No preenchimento de um retrato cênico (Aurora Campos e Marco André) disposto na imaginária plasticidade de um tablado de jogos, entremeado pela vivacidade aquarelada de máscaras e indumentárias típicas (Fernanda Garcia), sendo ressaltado em efeitos luminares ambientais (Renato Machado). Onde três atores se apresentam, ora na envolvência de performances coreográficas / vocais, ora sugestionando a violentação sanguinária de corpos submetidos a atos de tortura política.

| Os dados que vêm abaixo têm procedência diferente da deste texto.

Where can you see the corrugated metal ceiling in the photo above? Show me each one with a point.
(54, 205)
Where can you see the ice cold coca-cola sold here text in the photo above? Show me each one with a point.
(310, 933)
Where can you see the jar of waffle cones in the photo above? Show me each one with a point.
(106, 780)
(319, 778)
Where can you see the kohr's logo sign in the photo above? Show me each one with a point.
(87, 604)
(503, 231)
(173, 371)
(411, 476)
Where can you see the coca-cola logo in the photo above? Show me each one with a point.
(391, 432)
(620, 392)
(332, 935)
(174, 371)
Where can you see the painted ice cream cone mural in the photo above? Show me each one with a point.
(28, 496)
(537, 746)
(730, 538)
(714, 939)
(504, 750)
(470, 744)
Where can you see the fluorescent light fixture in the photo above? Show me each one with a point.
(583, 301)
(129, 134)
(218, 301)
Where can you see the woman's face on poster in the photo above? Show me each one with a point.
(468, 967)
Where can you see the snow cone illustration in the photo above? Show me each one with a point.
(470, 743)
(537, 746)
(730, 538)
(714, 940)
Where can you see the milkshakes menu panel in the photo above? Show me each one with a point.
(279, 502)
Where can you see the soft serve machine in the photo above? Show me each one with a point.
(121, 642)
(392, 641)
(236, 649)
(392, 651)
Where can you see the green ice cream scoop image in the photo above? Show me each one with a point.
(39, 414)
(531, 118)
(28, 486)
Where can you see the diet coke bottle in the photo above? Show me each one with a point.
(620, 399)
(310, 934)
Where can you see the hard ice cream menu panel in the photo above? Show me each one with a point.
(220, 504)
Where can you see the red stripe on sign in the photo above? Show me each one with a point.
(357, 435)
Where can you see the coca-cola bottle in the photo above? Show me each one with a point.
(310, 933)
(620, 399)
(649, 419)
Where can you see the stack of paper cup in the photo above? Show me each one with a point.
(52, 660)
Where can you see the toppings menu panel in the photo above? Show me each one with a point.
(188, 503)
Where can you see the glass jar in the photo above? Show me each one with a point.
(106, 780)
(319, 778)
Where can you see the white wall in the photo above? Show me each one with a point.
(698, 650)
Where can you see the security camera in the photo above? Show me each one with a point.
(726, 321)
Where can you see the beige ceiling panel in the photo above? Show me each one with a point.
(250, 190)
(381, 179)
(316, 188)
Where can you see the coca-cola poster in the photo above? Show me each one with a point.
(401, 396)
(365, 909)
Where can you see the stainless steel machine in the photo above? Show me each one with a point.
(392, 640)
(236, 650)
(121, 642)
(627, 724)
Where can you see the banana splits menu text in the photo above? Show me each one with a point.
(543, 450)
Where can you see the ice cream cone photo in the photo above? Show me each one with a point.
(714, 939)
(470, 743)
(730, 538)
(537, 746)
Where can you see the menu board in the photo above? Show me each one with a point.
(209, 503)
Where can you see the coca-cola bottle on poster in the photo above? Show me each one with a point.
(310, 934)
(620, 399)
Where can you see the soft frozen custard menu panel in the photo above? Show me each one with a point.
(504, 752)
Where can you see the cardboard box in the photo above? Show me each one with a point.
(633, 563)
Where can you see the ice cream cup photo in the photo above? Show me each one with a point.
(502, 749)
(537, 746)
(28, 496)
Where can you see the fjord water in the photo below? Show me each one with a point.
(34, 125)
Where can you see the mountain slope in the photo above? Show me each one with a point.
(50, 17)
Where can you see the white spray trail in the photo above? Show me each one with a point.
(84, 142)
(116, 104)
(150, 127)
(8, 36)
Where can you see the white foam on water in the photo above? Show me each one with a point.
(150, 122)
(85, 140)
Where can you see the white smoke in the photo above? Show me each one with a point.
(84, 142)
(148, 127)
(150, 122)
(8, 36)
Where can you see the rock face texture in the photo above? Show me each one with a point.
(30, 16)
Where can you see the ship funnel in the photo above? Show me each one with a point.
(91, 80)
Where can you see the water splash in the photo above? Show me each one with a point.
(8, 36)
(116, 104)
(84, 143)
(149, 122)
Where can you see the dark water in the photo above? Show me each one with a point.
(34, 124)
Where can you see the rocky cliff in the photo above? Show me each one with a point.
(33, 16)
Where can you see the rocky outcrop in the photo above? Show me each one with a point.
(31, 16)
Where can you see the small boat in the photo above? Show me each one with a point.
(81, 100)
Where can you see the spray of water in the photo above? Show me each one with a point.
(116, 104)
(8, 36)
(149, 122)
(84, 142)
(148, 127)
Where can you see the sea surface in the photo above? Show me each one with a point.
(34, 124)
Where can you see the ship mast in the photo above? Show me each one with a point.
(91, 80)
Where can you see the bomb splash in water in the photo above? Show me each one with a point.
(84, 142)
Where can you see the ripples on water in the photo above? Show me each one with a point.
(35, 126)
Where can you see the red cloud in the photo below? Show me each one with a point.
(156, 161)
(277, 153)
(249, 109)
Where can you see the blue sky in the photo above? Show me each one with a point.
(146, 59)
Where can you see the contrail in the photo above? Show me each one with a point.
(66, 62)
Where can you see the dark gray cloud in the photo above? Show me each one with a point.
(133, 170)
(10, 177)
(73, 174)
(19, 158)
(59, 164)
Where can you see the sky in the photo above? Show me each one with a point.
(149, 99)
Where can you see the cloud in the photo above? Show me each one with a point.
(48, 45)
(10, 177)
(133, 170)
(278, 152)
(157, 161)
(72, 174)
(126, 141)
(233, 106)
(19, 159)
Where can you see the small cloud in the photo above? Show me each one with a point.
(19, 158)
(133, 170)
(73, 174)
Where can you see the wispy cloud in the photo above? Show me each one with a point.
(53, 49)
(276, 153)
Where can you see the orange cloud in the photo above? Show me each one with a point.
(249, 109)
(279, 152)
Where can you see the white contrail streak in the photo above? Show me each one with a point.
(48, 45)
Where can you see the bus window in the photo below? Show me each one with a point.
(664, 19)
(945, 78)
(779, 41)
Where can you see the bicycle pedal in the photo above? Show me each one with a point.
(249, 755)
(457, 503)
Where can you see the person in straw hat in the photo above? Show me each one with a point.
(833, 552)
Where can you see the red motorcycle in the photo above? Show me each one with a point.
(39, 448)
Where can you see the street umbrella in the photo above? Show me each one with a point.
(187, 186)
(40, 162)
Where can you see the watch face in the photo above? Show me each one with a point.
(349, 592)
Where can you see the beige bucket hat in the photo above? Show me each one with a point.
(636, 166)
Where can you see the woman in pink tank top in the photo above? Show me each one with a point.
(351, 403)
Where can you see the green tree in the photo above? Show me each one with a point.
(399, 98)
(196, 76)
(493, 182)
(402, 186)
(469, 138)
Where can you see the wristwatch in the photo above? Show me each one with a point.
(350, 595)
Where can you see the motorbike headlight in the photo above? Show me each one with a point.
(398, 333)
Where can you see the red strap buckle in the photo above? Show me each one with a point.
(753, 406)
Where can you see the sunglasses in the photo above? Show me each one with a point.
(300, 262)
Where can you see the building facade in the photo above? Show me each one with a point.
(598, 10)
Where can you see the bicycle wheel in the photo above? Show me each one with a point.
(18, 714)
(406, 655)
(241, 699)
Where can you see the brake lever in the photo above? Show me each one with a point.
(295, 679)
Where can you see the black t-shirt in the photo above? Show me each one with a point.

E é na hora das núpcias, com a farda militar e o vestido de noiva, sob os acordes melodramáticos de clássicos do cancioneiro latino em substanciais arranjos da trilha ao vivo (Felipe Storino) e uma sensorial e energizada corporeidade gestual (Márcia Rubin) que acontece o morticínio coletivo.

Destacando-se a convicta entrega a uma despudorada transgressividade contrastante tanto no papel de Juracy de Oliveira como no de Matheus Macena, da pulsão machista a uma ironizada feminilidade visualizando os dolorosos desafetos de seus personagens.

Paralela a uma irradiante força performática imprimida por Carolina Virguëz, na autenticidade da sua identificação psicofísica sinalizada pela indisfarçável emoção sensitiva de uma atriz entre duas nacionalidades - Colômbia/Brasil.

Tudo, enfim, numa simbólica alegoria da opressão politica colonialista sobre os povos originários, traçada com sangue e alma pelo empenho de uma provocante e reflexiva criação teatral, em mais que oportuno investimento pela resistência estético/ideológica diante do risco especular de retrocessos políticos incentivados por falazes “patriotas”, daqui e de acolá, abaixo e acima da linha equatorial...

                        

                                         Wagner Corrêa de Araújo


Veias Abertas 60 30 15 / Aquela Cia. está em cartaz no Espaço Multiuso/Sesc/Copacabana, de quinta a domingo, às 20:30, até  domingo, 10 de agosto.